Based on the model adequacy testing, it appears that the data is not normally distributed, and that this may not be the best fit of the data.

A Kruskal-Wallis test can be used to evaluate whether groups’ distributions are identical, without the assumption that the data is normally distributed.

With the kruskal-wallis test, we could only analyze the main effect of one factor at a time. I chose to analyze ethnicity and years of schooling.

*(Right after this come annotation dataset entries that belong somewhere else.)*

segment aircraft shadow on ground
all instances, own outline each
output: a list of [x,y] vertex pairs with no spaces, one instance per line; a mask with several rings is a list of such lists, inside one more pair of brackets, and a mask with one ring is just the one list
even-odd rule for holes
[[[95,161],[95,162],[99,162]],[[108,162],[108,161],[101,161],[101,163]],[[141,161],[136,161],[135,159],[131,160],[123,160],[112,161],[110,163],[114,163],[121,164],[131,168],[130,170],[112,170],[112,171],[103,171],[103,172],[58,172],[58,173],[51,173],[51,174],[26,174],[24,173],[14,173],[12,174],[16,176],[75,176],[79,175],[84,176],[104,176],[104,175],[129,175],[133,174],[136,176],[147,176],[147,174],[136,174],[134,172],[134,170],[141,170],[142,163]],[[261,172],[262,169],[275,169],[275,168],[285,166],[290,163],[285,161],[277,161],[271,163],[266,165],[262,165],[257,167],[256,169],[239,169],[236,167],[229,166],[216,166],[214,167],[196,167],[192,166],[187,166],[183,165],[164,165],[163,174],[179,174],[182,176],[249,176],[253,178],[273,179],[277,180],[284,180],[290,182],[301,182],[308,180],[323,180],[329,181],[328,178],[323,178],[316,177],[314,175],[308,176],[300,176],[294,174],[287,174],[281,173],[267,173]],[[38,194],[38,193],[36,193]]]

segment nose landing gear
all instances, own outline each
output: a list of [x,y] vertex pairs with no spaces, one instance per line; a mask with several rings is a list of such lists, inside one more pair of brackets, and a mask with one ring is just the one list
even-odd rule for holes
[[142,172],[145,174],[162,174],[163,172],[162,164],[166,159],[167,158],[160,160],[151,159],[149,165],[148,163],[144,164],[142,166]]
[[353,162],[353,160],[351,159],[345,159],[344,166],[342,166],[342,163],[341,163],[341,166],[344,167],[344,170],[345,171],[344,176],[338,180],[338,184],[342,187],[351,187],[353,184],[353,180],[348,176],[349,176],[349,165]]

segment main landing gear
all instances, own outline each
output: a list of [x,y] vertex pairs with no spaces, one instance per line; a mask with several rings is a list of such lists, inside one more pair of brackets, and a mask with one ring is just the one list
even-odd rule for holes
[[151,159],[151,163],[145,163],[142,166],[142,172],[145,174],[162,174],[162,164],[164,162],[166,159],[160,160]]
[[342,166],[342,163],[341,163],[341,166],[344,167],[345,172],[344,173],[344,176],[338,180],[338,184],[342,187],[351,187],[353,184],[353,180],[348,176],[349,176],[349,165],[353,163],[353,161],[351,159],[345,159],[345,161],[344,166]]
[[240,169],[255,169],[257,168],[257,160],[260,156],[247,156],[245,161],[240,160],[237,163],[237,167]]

kruskal.test(wage ~ ethn, data=x)
## 
##  Kruskal-Wallis rank sum test
## 
## data:  wage by ethn
## Kruskal-Wallis chi-squared = 41.1272, df = 2, p-value = 1.173e-09

The p-value of this Kruskal-Wallis test is less than an alpha of 0.05. Therefore, you must reject the null - that variation in wage cannot be explained by anything other than randomization. This suggests that ethnicity may explain variation in the log of hourly wages.

kruskal.test(wage ~ school, data=x)
## 
##  Kruskal-Wallis rank sum test
## 
## data:  wage by school
## Kruskal-Wallis chi-squared = 241.1581, df = 2, p-value < 2.2e-16

The p-value for the factor, years of schooling, of this Kruskal-Wallis test is less than an alpha of 0.05. Therefore, you must reject the null - that variation in wages cannot be explained by something other than randomization, and suggest an alternative - that the randomization can be explained by something other than randomization.